Cerebral Autosomal Dominant Arteriopathy with Subcortical Infarcts and Leukoencephalopathy (CADASIL) is a rare inherited disorder that causes progressive damage to the brain’s small blood vessels. This condition is considered the most common form of hereditary stroke disorder in adults, affecting blood flow primarily within the deep white matter. The arteriopathy causes the walls of these small vessels to thicken and become damaged, restricting necessary blood flow to brain tissue. This progressive vascular damage leads to neurological and cognitive symptoms, typically beginning in mid-adulthood.
The Genetic Basis
CADASIL is caused by a mutation in the NOTCH3 gene, which is located on chromosome 19. This gene provides instructions for making the Notch3 receptor protein, found predominantly on the surface of vascular smooth muscle cells (VSMCs) that surround small arteries. The mutations are usually missense changes that alter the number of cysteine residues within the protein’s extracellular domain.
This genetic alteration prevents the normal folding and function of the Notch3 protein. The misfolded protein then accumulates in the blood vessel walls, leading to the formation of characteristic deposits known as Granular Osmiophilic Material (GOM). This buildup of GOM progressively damages and causes the loss of the VSMCs, which are responsible for regulating blood flow in the cerebral vessels.
The disorder follows an autosomal dominant inheritance pattern. This means a person only needs to inherit one copy of the mutated NOTCH3 gene from either parent to develop the condition. Consequently, an affected individual has a 50% chance of passing the mutated gene on to any of their children.
Clinical Symptoms and Progression
The clinical manifestations of CADASIL generally involve four main categories of symptoms. Migraines with aura are often the earliest symptom, beginning in adolescence or early adulthood and frequently preceding other neurological events by many years. The aura is typically a sensory disturbance, such as visual changes or tingling sensations, that occurs before the headache.
The most frequent presentation is recurrent transient ischemic attacks (TIAs) or strokes. These ischemic episodes usually begin between the ages of 40 and 50, with the average age of a first stroke event being around 46. These strokes are often lacunar, affecting the small, deep arteries of the brain, and they frequently occur without traditional vascular risk factors like high blood pressure or high cholesterol.
Cognitive impairment represents a steadily progressive feature of the disease. This decline begins with subtle difficulties in executive functions, such as problems with attention, processing speed, and decision-making. Over time, this cognitive decline can progress to subcortical vascular dementia, significantly impacting the individual’s ability to function independently.
Psychiatric disturbances are also commonly associated with CADASIL. These manifestations often include mood disorders, such as depression, and a persistent lack of motivation, known as apathy. The overall progression of the disease is generally slow, moving from early migraines to stroke events, and eventually leading to physical disability and severe cognitive decline.
Diagnostic Procedures
The process of diagnosing CADASIL typically involves a combination of clinical assessment, brain imaging, and definitive genetic testing. Magnetic Resonance Imaging (MRI) of the brain is a foundational diagnostic tool, revealing characteristic changes in the white matter known as leukoencephalopathy. These changes appear as bright spots on imaging sequences.

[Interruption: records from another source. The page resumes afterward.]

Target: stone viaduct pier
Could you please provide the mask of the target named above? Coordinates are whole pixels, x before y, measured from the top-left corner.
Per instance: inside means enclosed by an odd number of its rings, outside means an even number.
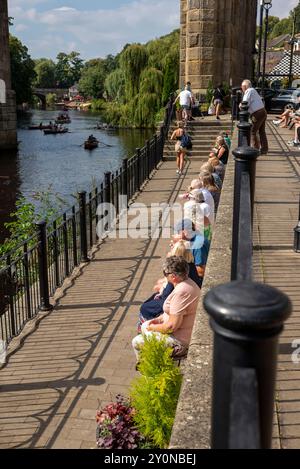
[[[0,150],[17,147],[15,93],[11,89],[7,0],[0,2]]]
[[[180,86],[194,92],[253,75],[257,0],[181,0]]]

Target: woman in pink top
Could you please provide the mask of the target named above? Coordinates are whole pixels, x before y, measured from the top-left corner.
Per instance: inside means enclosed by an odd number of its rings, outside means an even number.
[[[189,265],[182,257],[169,257],[164,263],[164,275],[174,285],[174,290],[164,303],[164,313],[142,325],[142,334],[132,341],[137,360],[144,344],[144,336],[165,338],[166,345],[176,354],[184,353],[189,346],[201,291],[188,277]]]

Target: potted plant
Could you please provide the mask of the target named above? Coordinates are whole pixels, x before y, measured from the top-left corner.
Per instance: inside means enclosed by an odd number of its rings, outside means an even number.
[[[135,410],[129,400],[118,395],[116,402],[97,412],[97,446],[101,449],[150,448],[146,439],[136,429],[133,416]]]

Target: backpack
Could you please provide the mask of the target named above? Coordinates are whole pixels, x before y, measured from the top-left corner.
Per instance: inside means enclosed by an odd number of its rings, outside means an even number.
[[[181,146],[187,150],[191,150],[193,148],[192,139],[188,134],[183,134],[181,137]]]

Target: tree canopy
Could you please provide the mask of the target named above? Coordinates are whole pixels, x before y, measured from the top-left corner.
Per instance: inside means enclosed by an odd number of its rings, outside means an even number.
[[[9,37],[12,88],[16,92],[17,104],[30,102],[32,84],[36,77],[34,61],[28,49],[15,36]]]

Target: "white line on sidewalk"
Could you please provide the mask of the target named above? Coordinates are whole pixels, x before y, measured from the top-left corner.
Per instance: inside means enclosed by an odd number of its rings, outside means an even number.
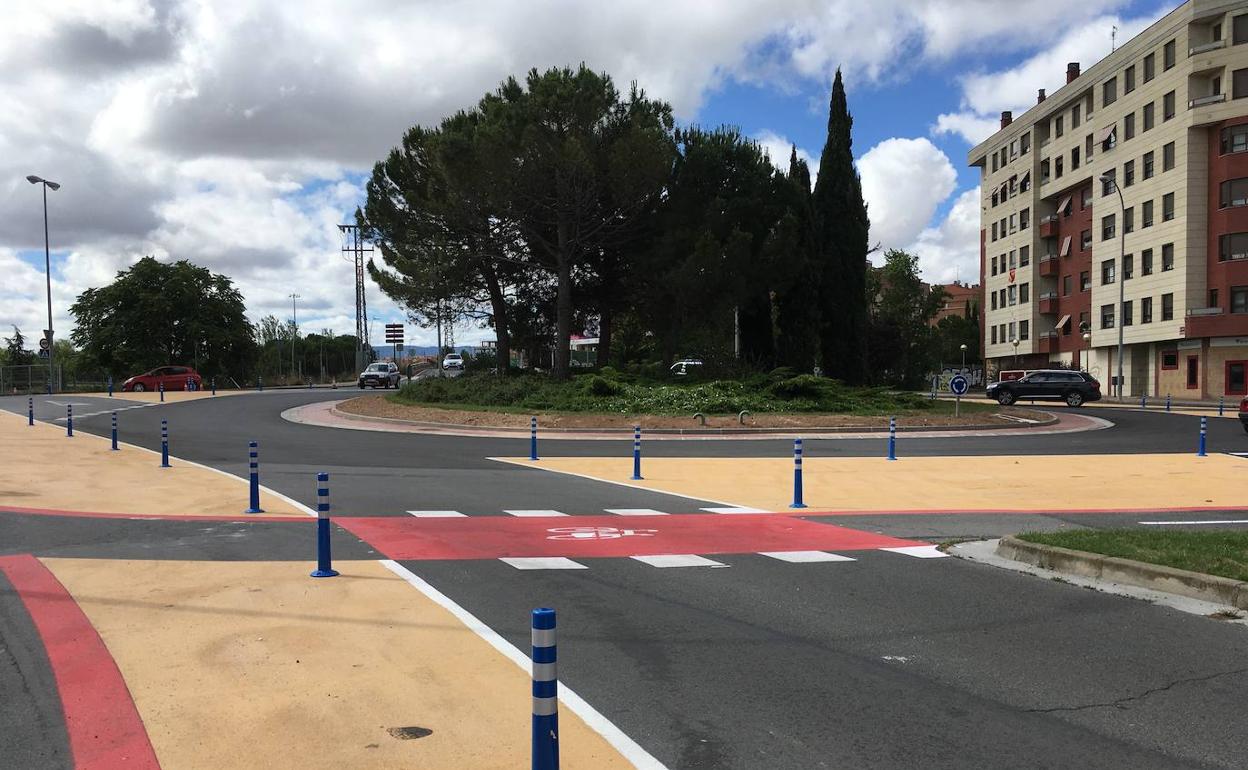
[[[408,511],[418,519],[454,519],[464,516],[459,511]]]
[[[820,561],[855,561],[848,556],[828,553],[827,551],[759,551],[758,555],[787,561],[792,564],[809,564]]]
[[[653,508],[604,508],[607,513],[614,513],[616,516],[666,516],[663,511],[656,511]]]
[[[563,556],[504,556],[499,561],[516,569],[589,569]]]
[[[1248,524],[1248,519],[1207,519],[1205,521],[1141,521],[1153,526],[1178,526],[1181,524]]]
[[[541,516],[567,516],[568,515],[566,513],[561,513],[559,511],[525,511],[525,510],[511,511],[511,510],[506,510],[506,509],[503,510],[503,513],[509,514],[511,516],[531,516],[533,518],[537,518]]]
[[[630,559],[651,567],[727,567],[727,564],[691,553],[668,553],[658,556],[630,556]]]
[[[934,545],[904,545],[900,548],[881,548],[879,550],[913,556],[917,559],[943,559],[949,555]]]
[[[748,508],[746,506],[741,506],[741,505],[733,505],[733,506],[728,506],[725,508],[699,508],[698,510],[706,511],[707,513],[729,513],[729,514],[731,513],[771,513],[771,511],[764,510],[762,508]]]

A finding particularly suggestive of CADASIL is the presence of white matter lesions in the anterior temporal poles, which is relatively rare in other small vessel diseases. The MRI also commonly shows evidence of subcortical infarcts, which are small areas of dead tissue resulting from the restricted blood flow. The volume of these lesions generally correlates with the severity of the patient’s disability.
Sequencing the NOTCH3 gene is considered the gold standard for confirming a CADASIL diagnosis. This blood test identifies the specific mutations that alter the cysteine residues in the Notch3 protein. In cases where genetic testing is inconclusive or unavailable, a skin biopsy may be performed. An electron microscope examination of the skin sample can reveal the pathognomonic Granular Osmiophilic Material (GOM) deposits in the walls of the dermal arteries.
Current Management Strategies
There is currently no specific treatment or cure that can stop the progressive damage caused by the underlying genetic mutation in CADASIL. Therefore, current management focuses on supportive care and reducing the risk of further vascular events. A primary goal is the management of symptoms such as migraines and mood disorders.
Migraines are treated symptomatically, though some vasoconstrictive medications used for migraine should be approached with caution. Psychiatric symptoms like depression and apathy are managed using standard antidepressant and mood-stabilizing therapies.
Controlling general vascular risk factors is a fundamental strategy for potentially slowing the disease’s progression. Patients are strongly advised to control hypertension, manage diabetes, and strictly avoid smoking, as these factors can exacerbate vascular damage.
For stroke prevention, antiplatelet agents such as aspirin are often considered, particularly after a patient has experienced an ischemic event. However, standard anticoagulants used for other stroke types are generally avoided due to a potential increased risk of cerebral hemorrhage.